My hope in co-editing this Special Feature is that other evolutionary ecologists will develop new theoretical and empirical systems in order to re-develop the field of evolutionary ecology with the new understanding of the overlapping timescales of ecology and evolution. This is very necessary, particularly because the dilemma facing evolutionary ecologists is not whether or not natural selection can act quickly, as it was in Haldane’s day, but rather that we know that it can and often does act quickly, yet do not understand the resulting consequences.

Rich Shefferson
Special Feature Guest Editor
Associate Editor – Journal of Ecology

References

Carlson, S. M., Cunningham, C. J. & Westley, P. A. H. (2014) Evolutionary rescue in a changing world. Trends in Ecology & Evolution, 29, 521-530.

Hairston Jr., N. G., Ellner, S. P., Geber, M. A., Yoshida, T. & Fox, J. A. (2005) Rapid evolution and the convergence of ecological and evolutionary time. Ecology Letters, 8, 1114-1127.

Haldane, J. B. S. (1939) The effect of variation of fitness. The American Naturalist, 71, 337-349.

Haldane, J. B. S. (1957) The cost of natural selection. Journal of Genetics, 55, 511-524.

Lamit, L. J., Busby, P. E., Lau, M. K., Compson, Z. G., Wojtowicz, T., Keith, A. R., Zinkgraf, M. S., Schweitzer, J. A., Shuster, S. M., Gehring, C. A. & Whitham, T. G. (2015) Tree genotype mediates covariance among diverse communities from microbes to arthropods. Journal of Ecology, 103, 840-850.

Metcalf, C. J. E., Burqhardt, L. & Koons, D. N. (2015) Avoiding the crowds: the evolution of plastic responses to seasonal cues in a density dependent world. Journal of Ecology, 103, 819-828.

Pelletier, F., Garant, D. & Hendry, A. P. (2009) Eco-evolutionary dynamics. Philosophical Transactions of the Royal Society B: Biological Sciences, 364, 1483-1489.

Reznick, D. N. (2013) A critical look at reciprocity in ecology and evolution: introduction to the symposium. The American Naturalist, 181, S1-S8.

Shaw, R. G., Wagenius, S. & Geyer, C. j. (2015) The susceptibility of Echinacea angustifolia to a specialist aphid: eco-evolutionary perspective on genotypic variation and demographic consequences. Journal of Ecology, 103, 809-818.

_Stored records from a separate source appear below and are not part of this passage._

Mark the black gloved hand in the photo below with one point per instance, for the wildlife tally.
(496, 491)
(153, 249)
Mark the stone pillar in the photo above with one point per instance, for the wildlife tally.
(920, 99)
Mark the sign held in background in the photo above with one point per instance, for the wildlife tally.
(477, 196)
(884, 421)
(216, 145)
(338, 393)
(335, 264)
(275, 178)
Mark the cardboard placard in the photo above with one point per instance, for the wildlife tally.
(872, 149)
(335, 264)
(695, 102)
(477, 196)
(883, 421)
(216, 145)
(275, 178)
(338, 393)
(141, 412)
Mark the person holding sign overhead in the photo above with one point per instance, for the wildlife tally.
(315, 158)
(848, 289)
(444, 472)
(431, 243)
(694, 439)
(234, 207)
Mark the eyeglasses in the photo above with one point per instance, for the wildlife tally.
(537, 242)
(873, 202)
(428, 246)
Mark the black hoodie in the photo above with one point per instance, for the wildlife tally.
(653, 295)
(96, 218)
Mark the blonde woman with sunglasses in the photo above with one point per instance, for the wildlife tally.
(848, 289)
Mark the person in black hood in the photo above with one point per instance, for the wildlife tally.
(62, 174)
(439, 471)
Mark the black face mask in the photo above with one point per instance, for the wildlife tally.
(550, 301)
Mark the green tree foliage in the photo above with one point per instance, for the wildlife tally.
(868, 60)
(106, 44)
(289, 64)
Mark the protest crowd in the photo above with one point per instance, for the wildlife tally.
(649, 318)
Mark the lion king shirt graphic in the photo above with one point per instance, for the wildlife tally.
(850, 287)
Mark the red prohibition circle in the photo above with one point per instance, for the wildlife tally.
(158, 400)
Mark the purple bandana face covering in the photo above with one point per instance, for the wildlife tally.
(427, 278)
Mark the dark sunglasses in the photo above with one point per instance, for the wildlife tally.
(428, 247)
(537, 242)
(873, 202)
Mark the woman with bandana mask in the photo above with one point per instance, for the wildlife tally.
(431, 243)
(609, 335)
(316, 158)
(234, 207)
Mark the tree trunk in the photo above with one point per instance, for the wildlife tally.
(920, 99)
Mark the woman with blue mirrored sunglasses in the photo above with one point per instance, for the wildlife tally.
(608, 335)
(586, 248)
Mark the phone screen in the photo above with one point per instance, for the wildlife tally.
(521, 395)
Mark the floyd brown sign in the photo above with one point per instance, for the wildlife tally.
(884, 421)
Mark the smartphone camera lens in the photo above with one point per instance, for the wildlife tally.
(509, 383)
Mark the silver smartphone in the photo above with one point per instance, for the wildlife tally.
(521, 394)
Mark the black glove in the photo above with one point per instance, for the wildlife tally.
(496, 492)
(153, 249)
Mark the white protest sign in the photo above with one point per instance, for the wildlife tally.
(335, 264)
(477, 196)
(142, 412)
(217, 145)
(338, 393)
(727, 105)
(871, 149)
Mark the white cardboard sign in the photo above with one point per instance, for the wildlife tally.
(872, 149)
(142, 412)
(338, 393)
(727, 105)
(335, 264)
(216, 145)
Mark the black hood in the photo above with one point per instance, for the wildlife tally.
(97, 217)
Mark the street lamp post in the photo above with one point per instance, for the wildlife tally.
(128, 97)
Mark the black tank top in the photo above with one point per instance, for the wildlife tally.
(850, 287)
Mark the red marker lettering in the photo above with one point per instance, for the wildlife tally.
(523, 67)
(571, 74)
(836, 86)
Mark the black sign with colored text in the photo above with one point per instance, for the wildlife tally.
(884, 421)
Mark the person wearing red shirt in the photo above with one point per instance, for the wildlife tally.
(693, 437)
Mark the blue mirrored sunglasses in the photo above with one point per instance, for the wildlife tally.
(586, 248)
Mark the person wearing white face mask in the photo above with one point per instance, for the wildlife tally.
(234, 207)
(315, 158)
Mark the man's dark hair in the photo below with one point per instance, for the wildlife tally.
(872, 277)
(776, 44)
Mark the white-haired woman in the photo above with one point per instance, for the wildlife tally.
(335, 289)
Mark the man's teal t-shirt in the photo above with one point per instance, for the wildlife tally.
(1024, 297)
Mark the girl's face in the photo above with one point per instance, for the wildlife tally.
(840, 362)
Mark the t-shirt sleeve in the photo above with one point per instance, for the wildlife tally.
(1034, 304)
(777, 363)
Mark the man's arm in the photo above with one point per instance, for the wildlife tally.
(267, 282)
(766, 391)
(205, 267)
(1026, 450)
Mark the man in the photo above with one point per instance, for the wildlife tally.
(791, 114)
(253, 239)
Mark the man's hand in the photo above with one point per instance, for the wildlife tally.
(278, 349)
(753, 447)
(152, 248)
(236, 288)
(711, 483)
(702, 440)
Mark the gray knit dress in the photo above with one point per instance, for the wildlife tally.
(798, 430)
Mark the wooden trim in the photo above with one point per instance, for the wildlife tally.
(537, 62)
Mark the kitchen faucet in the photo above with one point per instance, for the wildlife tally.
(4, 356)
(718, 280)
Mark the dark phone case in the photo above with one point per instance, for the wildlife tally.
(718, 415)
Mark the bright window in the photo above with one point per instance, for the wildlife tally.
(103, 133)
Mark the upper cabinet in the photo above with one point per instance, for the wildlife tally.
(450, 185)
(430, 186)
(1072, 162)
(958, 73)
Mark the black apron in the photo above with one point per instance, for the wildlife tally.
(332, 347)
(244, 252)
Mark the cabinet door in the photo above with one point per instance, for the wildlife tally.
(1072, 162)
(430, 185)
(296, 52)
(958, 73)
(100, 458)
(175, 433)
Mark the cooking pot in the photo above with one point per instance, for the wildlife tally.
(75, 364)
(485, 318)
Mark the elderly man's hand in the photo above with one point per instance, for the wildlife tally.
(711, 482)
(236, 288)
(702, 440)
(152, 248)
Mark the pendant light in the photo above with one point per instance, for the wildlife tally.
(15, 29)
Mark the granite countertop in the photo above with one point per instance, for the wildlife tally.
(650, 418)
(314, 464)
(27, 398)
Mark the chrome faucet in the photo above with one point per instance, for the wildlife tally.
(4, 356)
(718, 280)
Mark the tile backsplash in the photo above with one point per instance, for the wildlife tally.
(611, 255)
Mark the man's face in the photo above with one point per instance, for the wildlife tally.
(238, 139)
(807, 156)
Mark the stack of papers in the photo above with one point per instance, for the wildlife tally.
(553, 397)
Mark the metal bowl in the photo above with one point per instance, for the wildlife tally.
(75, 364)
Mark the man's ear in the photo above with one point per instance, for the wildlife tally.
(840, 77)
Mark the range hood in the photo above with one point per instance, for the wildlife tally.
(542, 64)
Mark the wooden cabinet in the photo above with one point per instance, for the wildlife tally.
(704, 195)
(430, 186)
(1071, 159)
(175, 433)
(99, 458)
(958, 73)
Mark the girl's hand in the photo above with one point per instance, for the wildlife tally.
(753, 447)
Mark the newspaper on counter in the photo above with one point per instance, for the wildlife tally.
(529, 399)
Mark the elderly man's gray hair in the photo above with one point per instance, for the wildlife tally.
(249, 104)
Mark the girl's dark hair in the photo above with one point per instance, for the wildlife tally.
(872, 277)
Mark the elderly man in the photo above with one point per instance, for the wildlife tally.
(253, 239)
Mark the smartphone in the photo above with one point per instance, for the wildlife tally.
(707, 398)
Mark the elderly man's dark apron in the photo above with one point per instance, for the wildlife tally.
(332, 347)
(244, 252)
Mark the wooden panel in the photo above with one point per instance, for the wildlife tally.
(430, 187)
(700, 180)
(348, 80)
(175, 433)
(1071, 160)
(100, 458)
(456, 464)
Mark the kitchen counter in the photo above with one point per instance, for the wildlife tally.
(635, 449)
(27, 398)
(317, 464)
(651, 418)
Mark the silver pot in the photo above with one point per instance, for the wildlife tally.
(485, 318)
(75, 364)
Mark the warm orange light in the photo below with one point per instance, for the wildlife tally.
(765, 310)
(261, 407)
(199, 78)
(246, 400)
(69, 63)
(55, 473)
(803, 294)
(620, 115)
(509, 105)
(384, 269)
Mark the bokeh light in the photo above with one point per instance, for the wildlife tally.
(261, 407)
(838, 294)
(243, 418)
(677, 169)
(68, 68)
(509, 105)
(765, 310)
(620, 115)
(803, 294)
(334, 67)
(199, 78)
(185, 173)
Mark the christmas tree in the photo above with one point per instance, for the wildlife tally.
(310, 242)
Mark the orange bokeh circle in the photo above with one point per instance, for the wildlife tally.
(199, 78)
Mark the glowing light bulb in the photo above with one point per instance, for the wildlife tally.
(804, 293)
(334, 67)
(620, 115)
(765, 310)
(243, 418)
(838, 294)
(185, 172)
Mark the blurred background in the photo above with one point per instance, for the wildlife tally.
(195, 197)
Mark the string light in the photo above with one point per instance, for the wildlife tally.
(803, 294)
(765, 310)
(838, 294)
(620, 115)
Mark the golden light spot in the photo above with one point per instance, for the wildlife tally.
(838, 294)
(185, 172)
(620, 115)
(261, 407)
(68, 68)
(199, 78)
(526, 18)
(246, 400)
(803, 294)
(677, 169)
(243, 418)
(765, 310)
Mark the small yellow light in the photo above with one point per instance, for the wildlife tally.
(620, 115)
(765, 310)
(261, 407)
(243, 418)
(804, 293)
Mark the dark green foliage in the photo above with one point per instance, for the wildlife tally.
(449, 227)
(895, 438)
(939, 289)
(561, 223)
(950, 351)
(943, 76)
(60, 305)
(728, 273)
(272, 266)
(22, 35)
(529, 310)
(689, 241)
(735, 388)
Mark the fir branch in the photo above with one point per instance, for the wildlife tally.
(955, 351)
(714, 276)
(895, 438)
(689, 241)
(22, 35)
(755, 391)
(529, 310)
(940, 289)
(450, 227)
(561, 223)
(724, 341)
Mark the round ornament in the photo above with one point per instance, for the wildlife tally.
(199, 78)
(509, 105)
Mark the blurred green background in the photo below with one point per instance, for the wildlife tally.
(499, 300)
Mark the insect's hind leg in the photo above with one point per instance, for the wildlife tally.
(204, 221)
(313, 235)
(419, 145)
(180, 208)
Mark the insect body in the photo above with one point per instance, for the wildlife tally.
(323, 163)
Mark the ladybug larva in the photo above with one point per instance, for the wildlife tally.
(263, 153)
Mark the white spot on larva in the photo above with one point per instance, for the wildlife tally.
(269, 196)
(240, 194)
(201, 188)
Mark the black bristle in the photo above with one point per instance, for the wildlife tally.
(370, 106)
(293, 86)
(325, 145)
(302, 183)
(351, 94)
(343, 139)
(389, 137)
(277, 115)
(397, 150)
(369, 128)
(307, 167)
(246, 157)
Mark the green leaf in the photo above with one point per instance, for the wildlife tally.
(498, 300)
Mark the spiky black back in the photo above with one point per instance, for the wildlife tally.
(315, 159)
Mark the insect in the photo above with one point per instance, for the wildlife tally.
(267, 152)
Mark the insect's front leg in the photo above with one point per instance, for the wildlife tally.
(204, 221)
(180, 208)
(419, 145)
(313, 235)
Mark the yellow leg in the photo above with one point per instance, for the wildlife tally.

Shefferson, R. P. & Salguero-Gómez, R. (2015) Eco-evolutionary dynamics in plants: interactive processes at overlapping timescales and their implications. Journal of Ecology, 103, 789-797.

Utsumi, S. (2015) Feeding evolution of a herbivore influences an arthropod community through plants: implications for plant-mediated eco-evolutionary feedback loop. Journal of Ecology, 103, 829-839.

Williams, J. L., Jacquemyn, H., Ochocki, B. M., Brys, R. & Miller, T. E. X. (2015) Life history evolution under climate change and its influence on the population dynamics of a long-lived plant. Journal of Ecology, 103, 798-808.

Yoshida, T., Jones, L. E., Ellner, S. E., Fussmann, G. F. & Hairston Jr., N. G. (2003) Rapid evolution drives ecological dynamics in a predator-prey system. Nature, 424, 303-306.